I consider myself half ok at spotting them which has had me concerned over the past three weeks as there has been no sign of her or eggs in the brood box..with no Queen cells and no Queen I had the colony wrote of last week and a did plan on uniting the brood box to another colony and spreading the supers around..
Today I was going through the supers as I have a day of extracting to free a few supers..on getting through three supers of five what did I see..? ..I will tell you what I seen..a big ball of worker brood in the last two supers above the Queen excluder..she is not a small Queen that could fit through the excluder and I am fairly careful to check the excluder before I place it on the ground near the entrance..however i must have missed her on this occasion and put the excluder back on the brood box with the Queen on the wrong side..
Lesson learned and i will double check in future..my only dilemma now is finding the Queen in four supers jam packed with bees..
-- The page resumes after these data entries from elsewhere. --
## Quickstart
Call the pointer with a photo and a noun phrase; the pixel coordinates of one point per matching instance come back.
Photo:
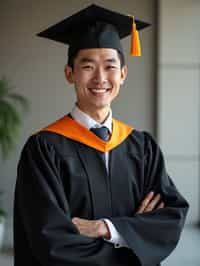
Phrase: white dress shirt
(89, 122)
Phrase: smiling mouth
(99, 91)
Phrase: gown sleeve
(41, 204)
(153, 235)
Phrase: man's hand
(99, 228)
(92, 228)
(151, 202)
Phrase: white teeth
(99, 90)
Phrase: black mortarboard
(93, 27)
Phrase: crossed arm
(99, 228)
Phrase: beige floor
(187, 252)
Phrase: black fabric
(101, 132)
(59, 179)
(92, 27)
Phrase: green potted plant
(12, 105)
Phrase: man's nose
(99, 76)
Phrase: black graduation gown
(59, 178)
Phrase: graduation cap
(96, 27)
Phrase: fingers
(145, 202)
(151, 202)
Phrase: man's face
(97, 76)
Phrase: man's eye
(87, 67)
(111, 67)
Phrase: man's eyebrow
(86, 60)
(90, 60)
(111, 60)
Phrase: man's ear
(124, 72)
(68, 73)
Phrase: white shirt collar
(88, 122)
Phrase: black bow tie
(101, 132)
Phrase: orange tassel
(135, 41)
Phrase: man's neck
(98, 115)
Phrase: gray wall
(179, 96)
(35, 67)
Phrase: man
(89, 187)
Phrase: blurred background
(161, 94)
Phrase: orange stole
(71, 129)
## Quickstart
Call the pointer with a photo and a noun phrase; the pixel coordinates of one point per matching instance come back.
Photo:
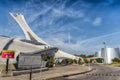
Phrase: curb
(70, 74)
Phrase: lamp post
(105, 50)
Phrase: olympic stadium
(30, 52)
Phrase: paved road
(102, 72)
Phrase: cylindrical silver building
(98, 54)
(109, 53)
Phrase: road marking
(101, 74)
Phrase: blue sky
(75, 26)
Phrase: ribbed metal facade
(109, 53)
(98, 54)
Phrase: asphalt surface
(101, 72)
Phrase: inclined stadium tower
(30, 35)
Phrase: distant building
(108, 54)
(28, 53)
(98, 54)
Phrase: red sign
(7, 54)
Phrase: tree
(85, 60)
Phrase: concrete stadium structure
(30, 35)
(28, 53)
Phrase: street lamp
(105, 50)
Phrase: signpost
(7, 54)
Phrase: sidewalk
(52, 73)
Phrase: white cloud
(97, 21)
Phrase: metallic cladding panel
(109, 53)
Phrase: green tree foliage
(99, 60)
(85, 60)
(116, 60)
(75, 61)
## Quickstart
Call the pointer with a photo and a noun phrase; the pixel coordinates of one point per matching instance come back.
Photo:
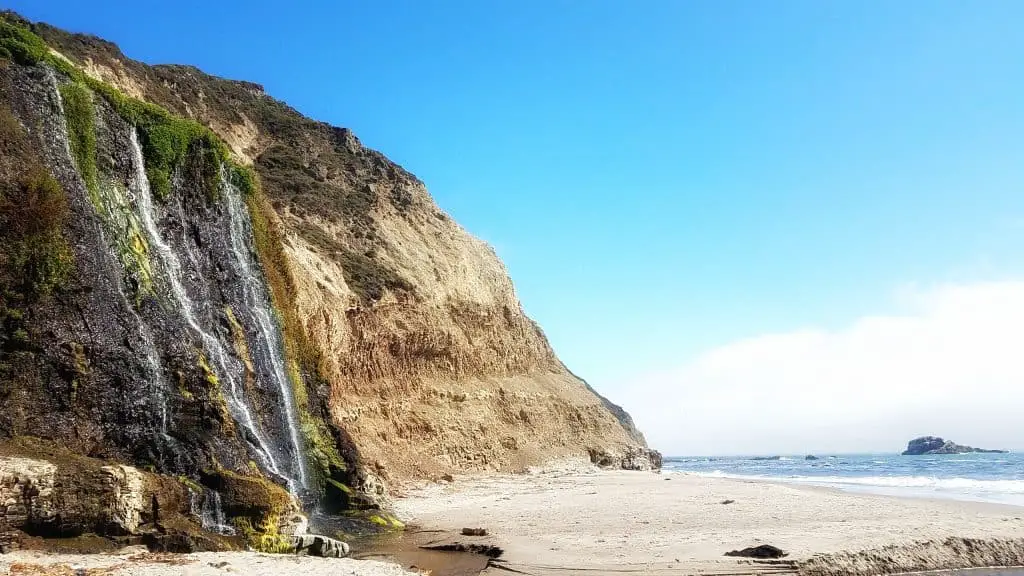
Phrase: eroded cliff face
(398, 348)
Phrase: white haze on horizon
(951, 364)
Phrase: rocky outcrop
(197, 280)
(632, 458)
(935, 445)
(310, 544)
(932, 556)
(47, 491)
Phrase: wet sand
(583, 521)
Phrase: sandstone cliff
(145, 252)
(429, 362)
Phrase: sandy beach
(567, 522)
(579, 520)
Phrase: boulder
(936, 445)
(38, 498)
(630, 458)
(311, 544)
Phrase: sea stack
(936, 445)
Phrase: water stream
(258, 304)
(223, 365)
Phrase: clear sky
(674, 182)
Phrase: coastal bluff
(231, 315)
(935, 445)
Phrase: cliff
(198, 280)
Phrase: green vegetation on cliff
(166, 138)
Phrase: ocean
(981, 478)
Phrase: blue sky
(660, 177)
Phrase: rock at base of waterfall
(311, 544)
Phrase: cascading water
(258, 303)
(223, 365)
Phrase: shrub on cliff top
(165, 138)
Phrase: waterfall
(258, 303)
(120, 215)
(223, 365)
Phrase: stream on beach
(404, 548)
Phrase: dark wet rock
(631, 458)
(311, 544)
(762, 551)
(936, 445)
Do any of you sensible good folk out there have a quick easy method of getting her back down below..
Cheers.
Steve.
..
.
 
Shake/brush all the bees from the supers into the brood boxes.
 
Shake/brush all the bees from the supers into the brood boxes.

or place excluders under each super, wait a week and then insspect for eggs...
I am sure Sherlock did that when keeping bees in retirement...:paparazzi:
 
I have given up trying to find the Queen's now unless they are big and fat I always miss them!

I've developed a method to be completely in tune with my colonies I can what's occurring generally by the behaviour
 
Before I shook all the supers out I decided to look through each box separately first one no joy..second one no joy..third one...Bingo the little darling was on the middle frame which was full of eggs and young brood...she is now back in the brood box with a new excluder on just to be on the safe side..
 
Add a 2nd BB now possibly?

PH
I already have PH..;) ..I put another box below just incase i had to shake all the supers out..if i did have to shake them the single box would not have taken the amount of bees..luckily i spotted her before it came to that..i will leave the extra box where it is for now.
 
More weired goings on but that is bees for you i suppose..
I was taking supers of yesterday and it was this colonies turn..there was no more brood in the supers but when I got to the Queen excluder I heard piping and a group of around ten bees clustered on the QE not moving..I moved them out of the way and lone behold a unclipped virgin appeared before me..I caught her up and put her to one side and hunted for the 2018 clipped Queen which I found below the excluder..there was very little brood and no Queen cells so the only thing I could think of doing was dispatching the virgin with it being this late in the year..
This colony was on double brood and five supers but not jam packed like the other big colony..could it have been lack of bees to spread pheromone in the supers that made the bees make a new Queen.? .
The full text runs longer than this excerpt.